Suppression of demonstrations

The Panchen Lama criticized the unjust suppression that the Chinese inflicted on Tibetans in response to the 1959 Tibetan uprising.

"We have no way of knowing how many people were arrested. In each region, there were at least 10,000 arrests. Good and bad, innocent and guilty, all were imprisoned in contradiction with any legal system in the world. In some areas, most of the men were imprisoned, leaving only women, the elderly, and children to work. "

"They even ordered the killing members of rebel families... Officials deliberately put people in jail under draconian conditions, so there was a lot of unjustifiable deaths."

Famine

The Panchen Lama denounced the famine in Tibet, criticizing the Great Leap Forward because a multitude of "inept orders" by the Chinese Communist party caused chronic food shortages.
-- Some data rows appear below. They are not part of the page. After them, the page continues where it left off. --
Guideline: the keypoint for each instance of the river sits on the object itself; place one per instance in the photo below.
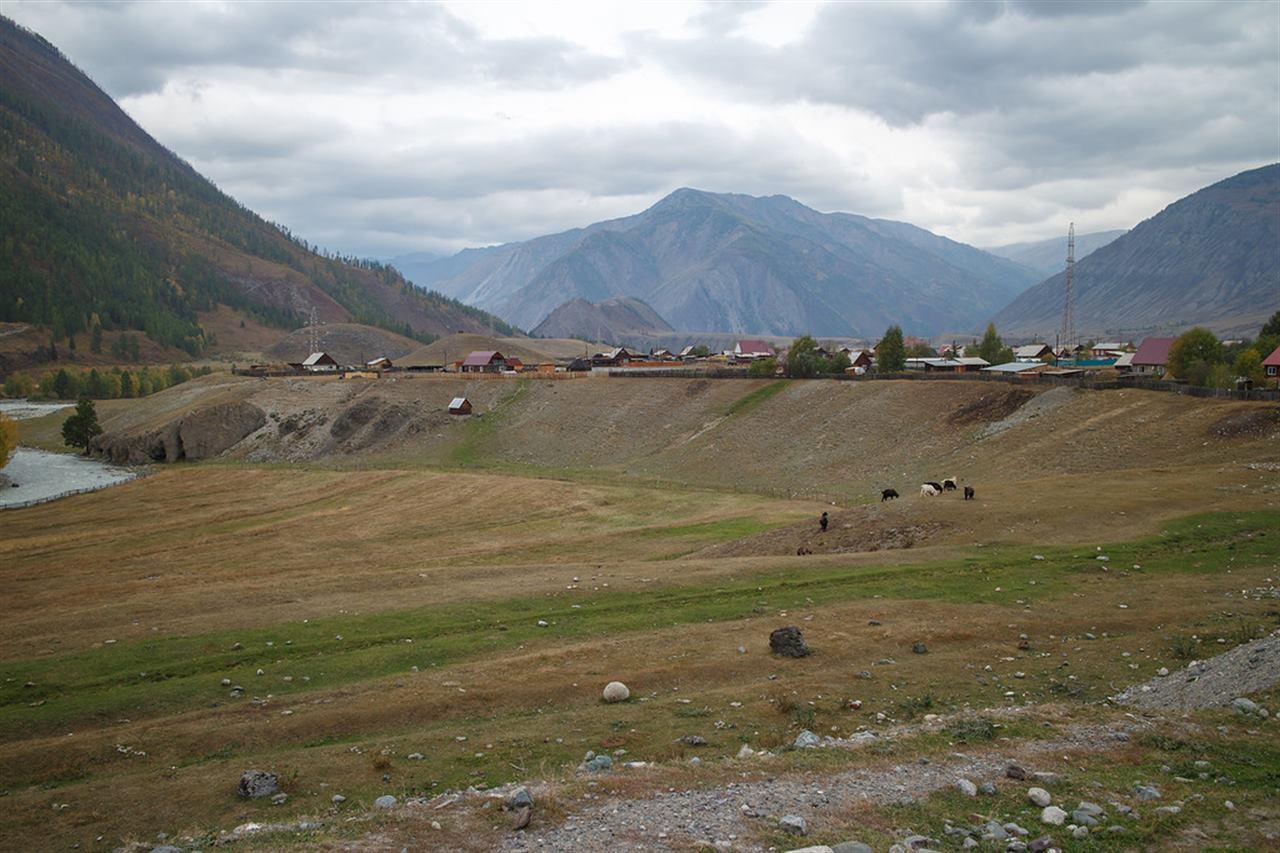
(42, 475)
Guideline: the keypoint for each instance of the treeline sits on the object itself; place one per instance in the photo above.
(92, 224)
(1201, 359)
(100, 384)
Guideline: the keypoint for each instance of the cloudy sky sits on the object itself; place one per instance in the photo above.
(398, 127)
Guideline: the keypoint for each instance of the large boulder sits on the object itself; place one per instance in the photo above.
(256, 784)
(789, 642)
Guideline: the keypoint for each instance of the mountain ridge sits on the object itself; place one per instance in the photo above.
(1207, 259)
(741, 264)
(103, 222)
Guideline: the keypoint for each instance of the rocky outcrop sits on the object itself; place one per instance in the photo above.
(199, 434)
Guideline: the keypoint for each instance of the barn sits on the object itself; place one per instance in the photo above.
(318, 363)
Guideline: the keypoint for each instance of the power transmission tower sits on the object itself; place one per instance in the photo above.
(314, 332)
(1069, 291)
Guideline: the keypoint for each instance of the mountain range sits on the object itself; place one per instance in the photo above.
(1208, 259)
(617, 319)
(101, 223)
(735, 263)
(1048, 256)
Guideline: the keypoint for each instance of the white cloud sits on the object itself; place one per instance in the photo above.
(398, 127)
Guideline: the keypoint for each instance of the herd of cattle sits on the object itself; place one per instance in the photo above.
(931, 488)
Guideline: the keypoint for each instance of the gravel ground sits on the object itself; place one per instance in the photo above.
(1216, 682)
(727, 816)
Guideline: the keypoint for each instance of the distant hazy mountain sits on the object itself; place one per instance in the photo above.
(1211, 259)
(1048, 256)
(101, 219)
(617, 319)
(731, 263)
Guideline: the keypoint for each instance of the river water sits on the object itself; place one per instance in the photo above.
(42, 475)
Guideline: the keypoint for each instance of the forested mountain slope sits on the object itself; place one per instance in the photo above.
(99, 220)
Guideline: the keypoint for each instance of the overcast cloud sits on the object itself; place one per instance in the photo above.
(385, 128)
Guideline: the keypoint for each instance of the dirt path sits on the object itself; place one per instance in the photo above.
(728, 816)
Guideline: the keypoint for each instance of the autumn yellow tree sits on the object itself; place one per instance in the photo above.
(8, 438)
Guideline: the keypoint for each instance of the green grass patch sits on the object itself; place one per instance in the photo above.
(754, 398)
(479, 428)
(137, 679)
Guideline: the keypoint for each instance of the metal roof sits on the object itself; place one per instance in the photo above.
(1014, 366)
(480, 357)
(1153, 351)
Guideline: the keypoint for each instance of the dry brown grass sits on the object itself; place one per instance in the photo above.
(201, 548)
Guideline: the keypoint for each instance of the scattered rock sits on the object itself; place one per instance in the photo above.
(1052, 815)
(794, 824)
(807, 740)
(789, 642)
(616, 692)
(851, 847)
(256, 784)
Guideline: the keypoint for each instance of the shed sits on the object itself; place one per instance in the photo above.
(1271, 364)
(1033, 351)
(1152, 356)
(319, 363)
(753, 349)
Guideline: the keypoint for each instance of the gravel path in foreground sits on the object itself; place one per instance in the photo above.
(723, 816)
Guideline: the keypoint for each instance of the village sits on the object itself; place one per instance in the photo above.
(1102, 360)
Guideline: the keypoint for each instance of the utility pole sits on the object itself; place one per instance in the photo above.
(1068, 334)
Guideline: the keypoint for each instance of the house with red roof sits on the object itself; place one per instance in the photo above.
(753, 349)
(1271, 365)
(1152, 356)
(484, 361)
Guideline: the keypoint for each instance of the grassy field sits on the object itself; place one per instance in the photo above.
(470, 610)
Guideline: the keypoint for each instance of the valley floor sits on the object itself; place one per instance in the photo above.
(442, 612)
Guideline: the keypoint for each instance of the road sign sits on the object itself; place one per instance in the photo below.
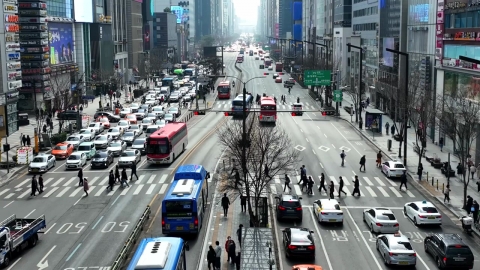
(317, 77)
(337, 95)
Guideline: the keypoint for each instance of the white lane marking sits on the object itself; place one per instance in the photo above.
(364, 240)
(384, 193)
(62, 192)
(151, 188)
(394, 190)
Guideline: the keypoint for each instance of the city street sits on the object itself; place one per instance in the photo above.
(88, 232)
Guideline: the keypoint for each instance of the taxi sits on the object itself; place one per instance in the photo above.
(104, 120)
(62, 150)
(328, 211)
(131, 118)
(306, 267)
(422, 212)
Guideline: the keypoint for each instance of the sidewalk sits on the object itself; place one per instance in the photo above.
(440, 180)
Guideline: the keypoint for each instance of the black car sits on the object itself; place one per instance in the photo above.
(449, 251)
(298, 242)
(102, 159)
(289, 206)
(111, 117)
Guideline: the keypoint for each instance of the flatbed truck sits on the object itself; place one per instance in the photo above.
(18, 234)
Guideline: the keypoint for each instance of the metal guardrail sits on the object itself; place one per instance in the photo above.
(131, 241)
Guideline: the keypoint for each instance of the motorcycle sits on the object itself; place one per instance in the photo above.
(467, 223)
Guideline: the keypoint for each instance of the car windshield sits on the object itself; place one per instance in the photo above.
(386, 216)
(128, 154)
(39, 159)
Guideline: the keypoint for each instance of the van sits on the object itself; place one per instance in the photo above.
(88, 148)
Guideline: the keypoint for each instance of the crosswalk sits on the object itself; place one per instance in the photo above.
(369, 187)
(227, 104)
(67, 187)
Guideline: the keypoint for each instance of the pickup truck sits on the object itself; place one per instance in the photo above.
(17, 234)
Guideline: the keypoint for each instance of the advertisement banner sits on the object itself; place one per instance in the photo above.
(60, 39)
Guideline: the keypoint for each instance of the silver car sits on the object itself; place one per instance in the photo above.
(41, 163)
(117, 147)
(129, 157)
(396, 249)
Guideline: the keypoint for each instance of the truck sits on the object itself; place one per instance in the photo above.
(17, 234)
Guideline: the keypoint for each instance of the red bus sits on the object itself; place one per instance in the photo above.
(167, 143)
(268, 110)
(224, 88)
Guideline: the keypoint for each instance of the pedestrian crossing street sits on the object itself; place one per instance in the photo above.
(68, 187)
(227, 105)
(369, 187)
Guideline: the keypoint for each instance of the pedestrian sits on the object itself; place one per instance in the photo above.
(111, 180)
(211, 257)
(40, 184)
(356, 186)
(34, 186)
(225, 204)
(218, 255)
(331, 187)
(447, 194)
(287, 183)
(80, 177)
(124, 178)
(85, 186)
(362, 163)
(379, 159)
(239, 234)
(343, 155)
(340, 187)
(134, 171)
(322, 184)
(243, 203)
(403, 180)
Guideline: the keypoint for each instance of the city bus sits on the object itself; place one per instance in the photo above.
(237, 105)
(185, 203)
(166, 253)
(167, 143)
(268, 110)
(240, 58)
(224, 88)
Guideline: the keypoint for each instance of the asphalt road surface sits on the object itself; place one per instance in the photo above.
(88, 232)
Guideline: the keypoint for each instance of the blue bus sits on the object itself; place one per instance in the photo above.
(237, 104)
(185, 203)
(161, 253)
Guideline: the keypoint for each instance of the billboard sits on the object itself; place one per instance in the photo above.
(60, 40)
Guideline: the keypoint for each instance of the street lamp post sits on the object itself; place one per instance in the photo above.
(405, 121)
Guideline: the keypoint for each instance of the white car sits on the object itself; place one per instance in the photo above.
(328, 211)
(97, 126)
(88, 133)
(115, 132)
(129, 157)
(422, 212)
(124, 112)
(381, 220)
(102, 141)
(76, 161)
(393, 168)
(75, 140)
(117, 147)
(41, 163)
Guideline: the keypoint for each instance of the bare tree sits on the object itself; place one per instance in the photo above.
(459, 117)
(270, 149)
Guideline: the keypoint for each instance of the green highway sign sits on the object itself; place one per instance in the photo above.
(337, 95)
(317, 77)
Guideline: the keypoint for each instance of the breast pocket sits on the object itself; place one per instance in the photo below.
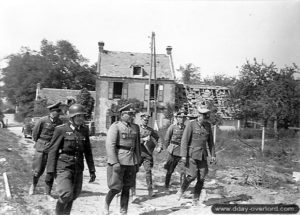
(70, 142)
(124, 135)
(196, 134)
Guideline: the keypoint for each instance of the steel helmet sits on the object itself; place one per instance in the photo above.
(76, 109)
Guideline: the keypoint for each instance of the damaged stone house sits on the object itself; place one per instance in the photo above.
(54, 95)
(125, 75)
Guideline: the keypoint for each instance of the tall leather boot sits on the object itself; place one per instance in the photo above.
(183, 188)
(182, 177)
(124, 200)
(149, 183)
(109, 197)
(32, 188)
(60, 208)
(68, 208)
(167, 183)
(197, 191)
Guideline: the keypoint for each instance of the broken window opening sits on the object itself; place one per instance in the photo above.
(152, 91)
(117, 91)
(137, 70)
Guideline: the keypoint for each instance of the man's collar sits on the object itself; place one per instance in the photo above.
(73, 127)
(126, 123)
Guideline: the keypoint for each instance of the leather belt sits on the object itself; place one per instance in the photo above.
(175, 143)
(125, 147)
(67, 153)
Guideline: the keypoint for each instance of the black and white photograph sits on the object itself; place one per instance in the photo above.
(149, 107)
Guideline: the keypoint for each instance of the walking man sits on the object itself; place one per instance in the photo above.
(196, 135)
(149, 141)
(124, 156)
(42, 133)
(173, 141)
(68, 148)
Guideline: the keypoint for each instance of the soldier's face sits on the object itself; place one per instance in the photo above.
(78, 119)
(54, 114)
(201, 117)
(145, 121)
(127, 117)
(180, 120)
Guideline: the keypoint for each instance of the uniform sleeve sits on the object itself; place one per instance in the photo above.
(88, 153)
(168, 136)
(110, 144)
(138, 146)
(56, 141)
(37, 129)
(210, 141)
(157, 138)
(186, 136)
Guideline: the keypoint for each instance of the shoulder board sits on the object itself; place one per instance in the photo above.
(60, 126)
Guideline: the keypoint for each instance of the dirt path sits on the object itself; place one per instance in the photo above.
(91, 200)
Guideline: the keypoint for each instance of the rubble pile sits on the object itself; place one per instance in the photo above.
(191, 96)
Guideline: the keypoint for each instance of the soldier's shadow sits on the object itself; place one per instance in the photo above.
(86, 193)
(162, 212)
(160, 193)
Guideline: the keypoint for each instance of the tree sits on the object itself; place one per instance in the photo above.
(220, 80)
(190, 74)
(20, 77)
(84, 98)
(68, 66)
(54, 66)
(264, 92)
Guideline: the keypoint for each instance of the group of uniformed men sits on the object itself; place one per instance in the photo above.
(61, 148)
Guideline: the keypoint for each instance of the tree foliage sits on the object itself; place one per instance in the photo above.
(190, 74)
(267, 93)
(220, 80)
(57, 65)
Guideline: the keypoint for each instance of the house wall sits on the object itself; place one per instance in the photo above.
(136, 90)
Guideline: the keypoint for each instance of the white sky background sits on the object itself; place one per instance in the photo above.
(217, 36)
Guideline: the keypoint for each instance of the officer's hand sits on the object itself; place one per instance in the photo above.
(213, 160)
(159, 149)
(92, 177)
(147, 138)
(183, 160)
(50, 176)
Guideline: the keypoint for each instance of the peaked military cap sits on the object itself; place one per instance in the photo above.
(180, 114)
(127, 108)
(54, 107)
(145, 115)
(203, 110)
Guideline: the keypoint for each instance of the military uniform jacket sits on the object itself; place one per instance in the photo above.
(194, 140)
(67, 149)
(43, 132)
(147, 147)
(173, 138)
(123, 144)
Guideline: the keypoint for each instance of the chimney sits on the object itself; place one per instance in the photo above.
(101, 45)
(169, 50)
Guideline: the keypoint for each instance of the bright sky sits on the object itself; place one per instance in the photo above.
(217, 36)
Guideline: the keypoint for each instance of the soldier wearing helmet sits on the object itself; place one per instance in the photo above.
(42, 133)
(149, 140)
(172, 141)
(69, 146)
(123, 158)
(196, 135)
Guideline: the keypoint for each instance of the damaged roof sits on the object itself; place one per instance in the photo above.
(120, 64)
(54, 95)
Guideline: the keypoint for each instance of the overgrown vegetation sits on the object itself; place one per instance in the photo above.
(57, 65)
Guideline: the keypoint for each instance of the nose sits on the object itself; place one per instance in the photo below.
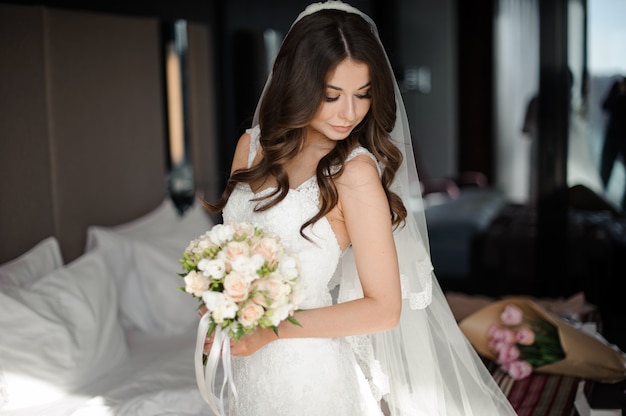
(348, 110)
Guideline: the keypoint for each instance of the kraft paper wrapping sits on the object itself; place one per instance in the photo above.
(585, 355)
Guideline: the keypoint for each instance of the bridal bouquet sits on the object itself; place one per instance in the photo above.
(521, 345)
(244, 277)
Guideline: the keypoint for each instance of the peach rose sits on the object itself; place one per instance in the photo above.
(196, 283)
(236, 286)
(250, 314)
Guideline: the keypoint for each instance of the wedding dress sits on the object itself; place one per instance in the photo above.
(424, 366)
(319, 376)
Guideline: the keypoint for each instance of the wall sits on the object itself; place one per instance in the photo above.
(82, 137)
(427, 38)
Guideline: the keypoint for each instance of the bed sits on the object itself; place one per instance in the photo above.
(108, 333)
(91, 318)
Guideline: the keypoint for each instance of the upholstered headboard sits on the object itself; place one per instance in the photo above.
(82, 131)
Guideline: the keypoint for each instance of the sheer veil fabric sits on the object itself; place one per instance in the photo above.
(424, 366)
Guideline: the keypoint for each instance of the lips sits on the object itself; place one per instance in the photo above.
(342, 129)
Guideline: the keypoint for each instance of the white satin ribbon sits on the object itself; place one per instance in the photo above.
(205, 374)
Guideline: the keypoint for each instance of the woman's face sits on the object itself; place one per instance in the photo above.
(346, 102)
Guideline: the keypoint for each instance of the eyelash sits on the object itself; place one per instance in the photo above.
(365, 96)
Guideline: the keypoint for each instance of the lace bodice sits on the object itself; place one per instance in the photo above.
(308, 376)
(318, 257)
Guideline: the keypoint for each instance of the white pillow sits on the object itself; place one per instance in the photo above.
(40, 260)
(143, 258)
(60, 333)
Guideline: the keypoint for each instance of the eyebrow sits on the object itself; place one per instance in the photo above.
(332, 87)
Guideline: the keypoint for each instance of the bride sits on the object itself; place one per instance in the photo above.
(325, 167)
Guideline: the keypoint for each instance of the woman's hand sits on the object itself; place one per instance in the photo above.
(248, 344)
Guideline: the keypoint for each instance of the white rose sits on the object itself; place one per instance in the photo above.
(196, 283)
(203, 244)
(274, 289)
(236, 286)
(235, 249)
(212, 268)
(268, 248)
(244, 228)
(248, 266)
(289, 266)
(221, 233)
(250, 314)
(220, 306)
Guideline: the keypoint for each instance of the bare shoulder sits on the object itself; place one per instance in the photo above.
(359, 171)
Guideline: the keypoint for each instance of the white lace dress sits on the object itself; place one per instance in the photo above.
(306, 376)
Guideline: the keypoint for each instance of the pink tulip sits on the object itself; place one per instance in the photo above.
(525, 336)
(508, 353)
(519, 370)
(512, 315)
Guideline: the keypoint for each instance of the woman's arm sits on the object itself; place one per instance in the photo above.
(364, 210)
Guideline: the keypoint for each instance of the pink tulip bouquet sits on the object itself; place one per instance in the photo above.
(521, 345)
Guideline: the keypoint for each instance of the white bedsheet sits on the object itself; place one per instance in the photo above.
(157, 379)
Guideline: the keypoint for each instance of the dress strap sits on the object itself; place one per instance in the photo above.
(255, 136)
(357, 151)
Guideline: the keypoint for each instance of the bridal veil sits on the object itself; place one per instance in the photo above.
(424, 366)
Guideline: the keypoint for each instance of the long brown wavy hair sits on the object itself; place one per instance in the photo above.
(310, 52)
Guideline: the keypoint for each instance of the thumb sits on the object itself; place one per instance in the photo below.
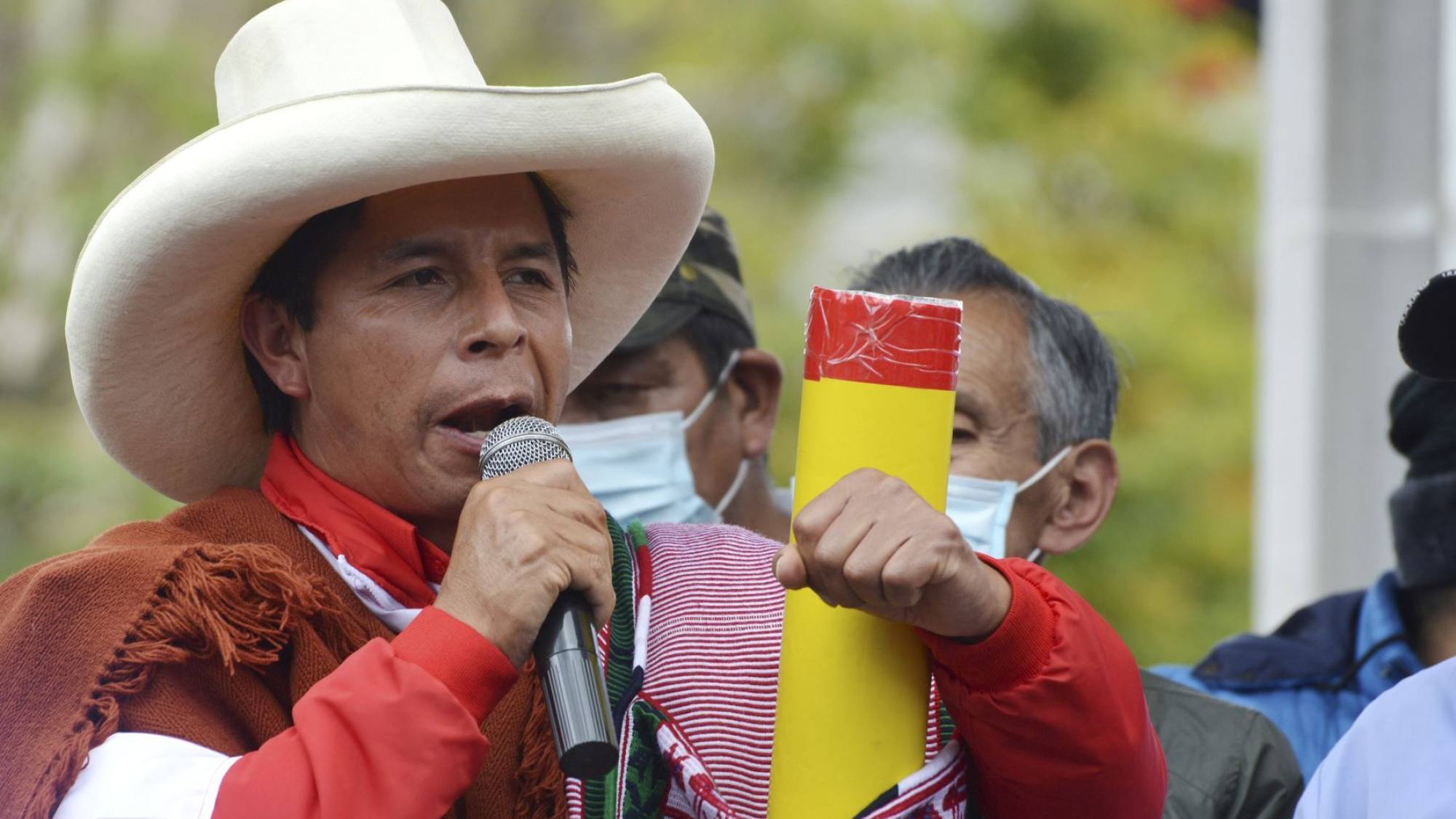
(788, 567)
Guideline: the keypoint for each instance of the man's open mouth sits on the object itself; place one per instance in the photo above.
(477, 420)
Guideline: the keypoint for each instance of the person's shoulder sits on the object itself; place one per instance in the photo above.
(733, 542)
(1218, 751)
(133, 555)
(1174, 705)
(714, 557)
(1419, 695)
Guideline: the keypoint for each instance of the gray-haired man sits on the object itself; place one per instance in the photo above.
(1033, 472)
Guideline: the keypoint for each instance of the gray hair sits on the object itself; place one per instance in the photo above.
(1075, 381)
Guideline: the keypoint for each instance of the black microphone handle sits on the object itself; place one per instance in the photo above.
(576, 691)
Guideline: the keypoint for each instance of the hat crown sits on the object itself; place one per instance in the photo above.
(305, 49)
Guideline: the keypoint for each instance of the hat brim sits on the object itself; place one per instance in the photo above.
(154, 318)
(1428, 333)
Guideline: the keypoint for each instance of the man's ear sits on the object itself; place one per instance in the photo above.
(1091, 484)
(755, 384)
(277, 343)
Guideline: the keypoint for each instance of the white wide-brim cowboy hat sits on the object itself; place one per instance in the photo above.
(324, 103)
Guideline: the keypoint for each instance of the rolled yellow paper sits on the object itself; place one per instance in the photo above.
(879, 392)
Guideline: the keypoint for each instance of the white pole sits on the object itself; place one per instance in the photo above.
(1350, 226)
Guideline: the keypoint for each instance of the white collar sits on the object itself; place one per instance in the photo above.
(376, 599)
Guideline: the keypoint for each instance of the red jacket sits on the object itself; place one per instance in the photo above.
(1051, 704)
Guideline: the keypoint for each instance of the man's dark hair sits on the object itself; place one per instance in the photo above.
(714, 339)
(1074, 381)
(290, 274)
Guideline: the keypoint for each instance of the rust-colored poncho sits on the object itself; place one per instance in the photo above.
(206, 625)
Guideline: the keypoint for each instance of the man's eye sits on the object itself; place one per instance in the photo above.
(618, 391)
(532, 277)
(420, 279)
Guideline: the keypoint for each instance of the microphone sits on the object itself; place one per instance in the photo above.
(567, 646)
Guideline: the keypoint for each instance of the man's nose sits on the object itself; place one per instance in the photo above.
(493, 325)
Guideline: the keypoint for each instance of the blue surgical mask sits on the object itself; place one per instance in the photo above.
(638, 468)
(982, 509)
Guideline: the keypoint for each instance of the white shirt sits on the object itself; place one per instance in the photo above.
(1397, 759)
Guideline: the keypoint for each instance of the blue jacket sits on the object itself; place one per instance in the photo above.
(1317, 672)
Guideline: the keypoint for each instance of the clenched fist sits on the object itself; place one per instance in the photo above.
(871, 542)
(522, 541)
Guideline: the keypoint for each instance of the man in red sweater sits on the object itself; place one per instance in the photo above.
(378, 244)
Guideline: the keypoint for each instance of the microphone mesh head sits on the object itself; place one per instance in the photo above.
(518, 442)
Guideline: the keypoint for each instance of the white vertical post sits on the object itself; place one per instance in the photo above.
(1350, 226)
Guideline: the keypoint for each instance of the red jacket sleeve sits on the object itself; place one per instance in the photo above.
(395, 730)
(1052, 708)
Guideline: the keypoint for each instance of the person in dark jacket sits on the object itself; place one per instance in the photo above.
(1362, 778)
(1033, 474)
(1318, 670)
"First of all, you should ensure that the people will not die of starvation. In many parts of Tibet, the inhabitants died of starvation. Entire families perished and the death rate is extremely high. This is unacceptable, terrible and very grave. Once upon a time Tibet lived through a dark age of barbaric feudalism, but there were never any such shortages of food, especially after the rise of Buddhism. In the Tibetan regions, the masses are living in such poverty that the elderly and children are dying of starvation or are so weak that they are unable to fight off diseases and they die. Never anything like this has ever happened before in the entire history of Tibet. No one could imagine such terrible famines, not even in your worst dreams. In some areas, if someone gets a cold, they inevitably contaminate hundreds of other people and the majority die."

Enforced abortion

The Panchen Lama ended his report with accusations of forced abortions starting in 1955 in Kham and Amdo.[19]

Reactions

The Tenth Panchen Lama met with Prime Minister Zhou Enlai and discussed his report with him on May 18. The initial reaction was positive.[20][page needed] Zhou summoned Tibetan authorities to Beijing. They promised him to rectify what they called "a leftist detour."[21][page needed] Zhou "had admitted that errors had been committed in Tibet" but did not authorize open opposition to the powers in place.[22] Nevertheless, following his pattern of bending to the Maoist winds, he abandoned the Panchen Lama to his fate once Mao's criticisms were heard.[23][page needed]

Criticism

According to jurist Barry Sautman, professor in social sciences at the Hong Kong University of Science and Technology, the 10th Panchen Lama supposedly visited three counties on the northeastern edge of Tibet before authoring his report: Ping'an, Hualong and Xunhua, and his description of famine concerns only the region he is from, namely Xunhua. These three regions are located in Haidong Prefecture, a zone in the Qinghai province in which 90% of the population is non-Tibetan either in origin or culture. Furthermore, a former leader of the Tibet Autonomous Region disputes whether the Panchen Lama visited any region of Tibet before writing his report.[24][Note 4]

Praise

During a commemoration in 1999 of the 1959 Tibetan uprising, the Dalai Lama declared that "the 70,000 Character petition published in 1962 by the former Panchen Lama constitutes an eloquent historical document on the policies carried out by the Chinese in Tibet and on the draconian measures put in place there."[25][better source needed] In 2001, he added that the Panchen Lama "had specifically denounced the terrible conditions of life inflicted on the Tibetans in the interior of their country."[26][better source needed]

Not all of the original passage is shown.